World Health Organization categories of visual impairment based on acuity in better‐seeing eye/visual field (WHO 2010).

b

Primary cause of visual impairment was used for classification.

Internal consistency for all (sub)scales was good, with Cronbach's alpha >0.7 (SF‐36 subscales: 0.77–0.91; EQ‐5D: 0.74; LVQOL: 0.90; and IPA subscales: 0.83–0.92).

Table 2 presents scores of participants for (sub)scales of the SF‐36, EQ‐5D and IPA compared to norm scores in the literature. Participants had significantly lower (i.e. worse) scores on all subscales (except for ‘bodily pain’) of the SF‐36. Effect sizes were mostly small, but moderate effect sizes were found for ‘role limitations due to physical problems’ and ‘vitality’. Participants scored significantly lower (i.e. worse) on the EQ‐5D than the general Dutch population, but the effect size was small. Participants scored higher (i.e. worse) on all IPA subscales than persons having three simultaneous chronic diseases, and all results were significant except for ‘autonomy indoors’. However, the participants’ score on this scale was significantly worse when compared to the norm score for the general population with one or two chronic diseases simultaneously (p = 0.004 and p = 0.032, respectively; data not shown).
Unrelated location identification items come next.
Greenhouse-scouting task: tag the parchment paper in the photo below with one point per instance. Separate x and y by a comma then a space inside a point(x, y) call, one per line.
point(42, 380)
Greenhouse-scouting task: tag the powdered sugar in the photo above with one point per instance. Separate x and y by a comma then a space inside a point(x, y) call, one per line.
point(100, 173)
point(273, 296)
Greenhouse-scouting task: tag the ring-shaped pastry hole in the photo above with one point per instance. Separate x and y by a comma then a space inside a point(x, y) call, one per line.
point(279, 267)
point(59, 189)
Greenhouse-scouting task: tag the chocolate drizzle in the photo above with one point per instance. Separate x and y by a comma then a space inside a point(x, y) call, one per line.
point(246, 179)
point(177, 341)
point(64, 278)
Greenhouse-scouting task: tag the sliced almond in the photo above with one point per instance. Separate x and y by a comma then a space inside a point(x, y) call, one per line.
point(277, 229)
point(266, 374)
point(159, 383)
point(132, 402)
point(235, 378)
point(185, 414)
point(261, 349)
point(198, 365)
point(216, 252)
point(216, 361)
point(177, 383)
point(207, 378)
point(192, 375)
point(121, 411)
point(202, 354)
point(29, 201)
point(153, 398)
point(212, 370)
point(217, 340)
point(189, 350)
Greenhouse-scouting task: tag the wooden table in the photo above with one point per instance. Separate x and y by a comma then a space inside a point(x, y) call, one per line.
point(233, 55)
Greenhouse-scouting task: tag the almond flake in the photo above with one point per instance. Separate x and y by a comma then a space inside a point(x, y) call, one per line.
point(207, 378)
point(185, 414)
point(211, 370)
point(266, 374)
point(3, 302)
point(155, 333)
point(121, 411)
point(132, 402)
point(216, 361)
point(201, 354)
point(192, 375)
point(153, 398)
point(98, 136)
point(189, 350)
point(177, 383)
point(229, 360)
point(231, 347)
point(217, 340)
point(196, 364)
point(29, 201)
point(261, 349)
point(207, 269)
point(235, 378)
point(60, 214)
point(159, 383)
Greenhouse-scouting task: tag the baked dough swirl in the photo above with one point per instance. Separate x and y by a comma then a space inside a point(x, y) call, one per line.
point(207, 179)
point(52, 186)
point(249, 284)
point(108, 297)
Moderate effect sizes were found for ‘family role’, whereas large effect sizes were found for ‘autonomy outdoors’, ‘social life and relationships’ and ‘work and education’.

Table 2.

Comparison of participants’ scores with norm data from the literature (Aaronson et al. 1998; Stolk et al. 2009; Van Engelen 2013)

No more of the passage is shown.